If there is any feature common to all the listed acts, it is that the expression they embody is not merely offered to the public, but overtly displayed and proclaimed. They are "demonstrative" activities. Such acts as picketing, sit-ins, protest marches, speeches and acts ordinarily associated with demonstrations, like parading, singing, and display of placards, all, as appellants aptly put it, "inevitably intrude upon the senses of those within earshot or eyesight." The casual passerby cannot ignore the event — he must notice it and cannot escape exposure to its message.
Other modes of expression are much less conspicuous and insistent in their impact. The pure dissemination of information, unaccompanied by fanfare, is qualitatively different. Distribution of newspapers, for example, contrasts with the prohibited conduct in that the consumer may choose whether or not to avail himself of the proffer. Similarly, the person to whom a pamphlet is tendered may decide not to accept it. These activities are less intrusive and substantially different in kind from those enumerated in the Regulation.
That a base commander, in formulating his Regulation, should have chosen to prohibit one mode of expression but not the other is not surprising. The distinction might easily occur to an officer who feels the need to curb certain disruptions, and even distractions on his post, but would refrain from prohibiting all forms of speech.3 Nor is the dichotomy novel. Congress in its 1959 amendments to the National Labor Relations Act prohibited certain kinds of picketing, but left handbilling untouched. The then Senator John F. Kennedy, a Senate conferee, stated,
We were not able to persuade the House conferees to permit picketing in front of that secondary shop, but were able to persuade them to agree that the union shall be free to conduct informational activity short of picketing. In other words, the union can hand out handbills at the shop * * and can carry on all publicity short of having ambulatory picketing.

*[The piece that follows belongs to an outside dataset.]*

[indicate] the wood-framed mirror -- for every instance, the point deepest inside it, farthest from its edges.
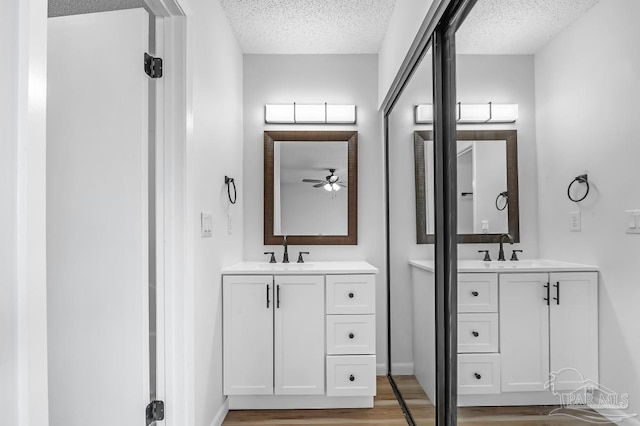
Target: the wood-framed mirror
(487, 185)
(311, 187)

Quoted in NLRB v. Fruit & Vegetable Packers & Warehousemen, 377 U.S. 58, 70, 84 S. Ct. 1063, 12 L. Ed. 2d 129 (1964). In addition, the Supreme Court has, on occasion, utilized the difference between amplified sound and quiet handbilling to justify different degrees of First Amendment protection for the two activities. Compare Kovacs v. Cooper, 336 U.S. 77, 69 S. Ct. 448, 93 L. Ed. 513 (1949) (ordinance prohibiting sound trucks upheld) with Martin v. Struthers, 319 U.S. 141, 63 S. Ct. 862, 87 L. Ed. 1313 (1943) (ordinance prohibiting door-to-door handbilling voided).
Fortifying our interpretation is the venerable principle that a provision should be construed, if possible, to avoid doubts about its constitutionality.4 Should we accept the more expansive interpretation urged by the prosecution, we would confront substantial constitutional issues. Without reaching the merits, we recognize that at the very least, appellants' constitutional arguments are far from frivolous.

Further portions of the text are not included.